The progressive demand for rhetorical conformity with the latest principles of public morality also gets in the way of a clear-sighted approach to the world’s problems, as with former President Obama’s insistence that the terrorist threat was from something called “extremism” — something that no actual extremist would ever claim, or even understand — and not from a particular brand, much in favor at the moment, of Islamic fundamentalism. The term is of course metaphorical, since all Muslims are fundamentalists in the sense that Christian fundamentalists are when they speak of the inerrancy of Scripture. But it became clear, to me at least, that the language he chose to use about it was for the purpose of persuading himself as much as others, and keeping the reality out of sight.

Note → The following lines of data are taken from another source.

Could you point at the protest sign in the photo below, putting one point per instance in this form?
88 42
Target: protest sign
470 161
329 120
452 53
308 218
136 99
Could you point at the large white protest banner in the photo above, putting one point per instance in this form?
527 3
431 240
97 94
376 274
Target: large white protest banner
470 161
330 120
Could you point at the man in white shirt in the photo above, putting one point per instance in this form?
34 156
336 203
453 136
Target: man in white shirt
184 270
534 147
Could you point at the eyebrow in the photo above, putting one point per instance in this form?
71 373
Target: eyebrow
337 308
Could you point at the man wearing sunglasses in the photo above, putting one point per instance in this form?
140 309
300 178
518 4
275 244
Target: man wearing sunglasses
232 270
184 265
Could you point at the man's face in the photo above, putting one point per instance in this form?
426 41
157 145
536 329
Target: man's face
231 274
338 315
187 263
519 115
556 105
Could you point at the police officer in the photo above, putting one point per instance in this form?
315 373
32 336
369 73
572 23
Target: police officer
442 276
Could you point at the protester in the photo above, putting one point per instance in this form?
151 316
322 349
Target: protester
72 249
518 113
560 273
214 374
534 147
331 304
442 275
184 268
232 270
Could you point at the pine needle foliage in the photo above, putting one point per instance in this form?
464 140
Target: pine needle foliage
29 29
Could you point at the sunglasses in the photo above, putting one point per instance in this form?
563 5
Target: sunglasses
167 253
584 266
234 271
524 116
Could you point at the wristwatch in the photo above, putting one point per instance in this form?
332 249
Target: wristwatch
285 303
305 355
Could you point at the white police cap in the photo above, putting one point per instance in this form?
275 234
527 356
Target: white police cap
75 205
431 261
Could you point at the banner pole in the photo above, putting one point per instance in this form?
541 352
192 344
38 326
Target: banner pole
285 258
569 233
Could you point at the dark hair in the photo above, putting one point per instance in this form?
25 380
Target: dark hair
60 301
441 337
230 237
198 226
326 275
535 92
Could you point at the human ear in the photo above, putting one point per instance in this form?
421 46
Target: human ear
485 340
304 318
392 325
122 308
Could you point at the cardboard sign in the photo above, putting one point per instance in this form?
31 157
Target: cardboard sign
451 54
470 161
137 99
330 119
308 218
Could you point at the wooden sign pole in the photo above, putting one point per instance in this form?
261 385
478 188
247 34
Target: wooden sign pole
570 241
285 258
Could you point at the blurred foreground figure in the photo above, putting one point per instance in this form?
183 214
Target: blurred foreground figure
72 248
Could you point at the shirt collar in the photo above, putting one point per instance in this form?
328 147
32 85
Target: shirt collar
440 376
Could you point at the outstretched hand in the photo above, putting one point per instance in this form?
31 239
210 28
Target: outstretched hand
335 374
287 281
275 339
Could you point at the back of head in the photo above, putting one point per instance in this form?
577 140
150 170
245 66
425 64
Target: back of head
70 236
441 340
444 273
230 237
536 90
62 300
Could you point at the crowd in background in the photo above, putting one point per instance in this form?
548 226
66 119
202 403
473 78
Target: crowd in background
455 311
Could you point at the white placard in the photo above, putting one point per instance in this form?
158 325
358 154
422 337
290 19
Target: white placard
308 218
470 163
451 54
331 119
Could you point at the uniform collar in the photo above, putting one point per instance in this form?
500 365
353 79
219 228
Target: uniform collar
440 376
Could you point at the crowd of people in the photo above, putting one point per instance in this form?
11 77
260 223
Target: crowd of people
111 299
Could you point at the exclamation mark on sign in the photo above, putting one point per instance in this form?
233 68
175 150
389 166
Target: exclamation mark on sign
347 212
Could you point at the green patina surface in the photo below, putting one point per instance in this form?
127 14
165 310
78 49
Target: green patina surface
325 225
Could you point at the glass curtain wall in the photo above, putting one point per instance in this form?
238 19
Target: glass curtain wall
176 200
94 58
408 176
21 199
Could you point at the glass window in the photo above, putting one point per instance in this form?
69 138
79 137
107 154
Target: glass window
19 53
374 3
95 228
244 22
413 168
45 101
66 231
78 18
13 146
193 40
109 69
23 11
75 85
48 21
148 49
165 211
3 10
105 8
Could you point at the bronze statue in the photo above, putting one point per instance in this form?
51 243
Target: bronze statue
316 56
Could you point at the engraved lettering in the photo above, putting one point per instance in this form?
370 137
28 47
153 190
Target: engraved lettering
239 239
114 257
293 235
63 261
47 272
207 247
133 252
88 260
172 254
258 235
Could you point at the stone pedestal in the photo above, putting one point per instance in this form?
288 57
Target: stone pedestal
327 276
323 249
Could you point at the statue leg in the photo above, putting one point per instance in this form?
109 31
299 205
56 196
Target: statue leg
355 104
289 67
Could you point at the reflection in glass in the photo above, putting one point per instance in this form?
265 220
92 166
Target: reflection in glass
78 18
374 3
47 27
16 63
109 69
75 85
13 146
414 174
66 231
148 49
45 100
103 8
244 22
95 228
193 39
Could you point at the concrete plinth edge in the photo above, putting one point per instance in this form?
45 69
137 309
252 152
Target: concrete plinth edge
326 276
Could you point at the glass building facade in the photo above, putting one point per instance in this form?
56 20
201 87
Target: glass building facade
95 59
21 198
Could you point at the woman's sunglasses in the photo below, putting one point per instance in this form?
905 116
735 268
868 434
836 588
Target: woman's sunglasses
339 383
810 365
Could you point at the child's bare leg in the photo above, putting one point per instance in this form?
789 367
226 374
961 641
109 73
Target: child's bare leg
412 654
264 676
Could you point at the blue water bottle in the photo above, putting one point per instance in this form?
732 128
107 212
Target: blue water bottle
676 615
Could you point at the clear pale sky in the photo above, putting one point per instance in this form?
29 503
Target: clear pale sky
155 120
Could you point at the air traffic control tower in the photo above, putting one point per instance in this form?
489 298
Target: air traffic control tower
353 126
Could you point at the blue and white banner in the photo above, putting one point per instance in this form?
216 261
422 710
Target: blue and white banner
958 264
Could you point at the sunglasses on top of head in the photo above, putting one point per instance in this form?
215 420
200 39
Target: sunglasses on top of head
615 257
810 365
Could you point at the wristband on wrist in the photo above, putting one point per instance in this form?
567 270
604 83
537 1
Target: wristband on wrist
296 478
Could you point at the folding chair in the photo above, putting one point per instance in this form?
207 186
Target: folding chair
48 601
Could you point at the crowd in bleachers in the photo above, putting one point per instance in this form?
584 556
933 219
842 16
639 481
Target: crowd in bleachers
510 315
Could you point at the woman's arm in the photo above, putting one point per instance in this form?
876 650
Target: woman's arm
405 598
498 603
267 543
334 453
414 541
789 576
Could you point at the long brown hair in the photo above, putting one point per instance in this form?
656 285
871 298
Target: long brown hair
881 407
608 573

“Reality,” as always, is more reliably to be found in history than in social science. In the same way, I think we have to conclude that, even though both may change over time, morality changes more radically and more frequently than honor does. Our great grandfathers, on whichever side they fought in the civil war, never imagined that their great grandchildren would find them guilty of “racism”, “sexism”, “homophobia” and all the rest of it — nor, alas, that they could have so completely forgotten what, to them, had been the vital, the unavoidable consideration of honor that they found nothing to be proud of in their descent. Yet honor is still there, though it is unacknowledged, and still capable of stirring hearts with love of country. Most importantly, it is still the same, unlike the flighty and unpredictable strictures of morality that seem to change overnight. That’s because it is the only way we have to affirm and celebrate our continuing connection with the past and those who came before us in this special place, inhabited by our forefathers, which it is so natural for us to want to honor along with them.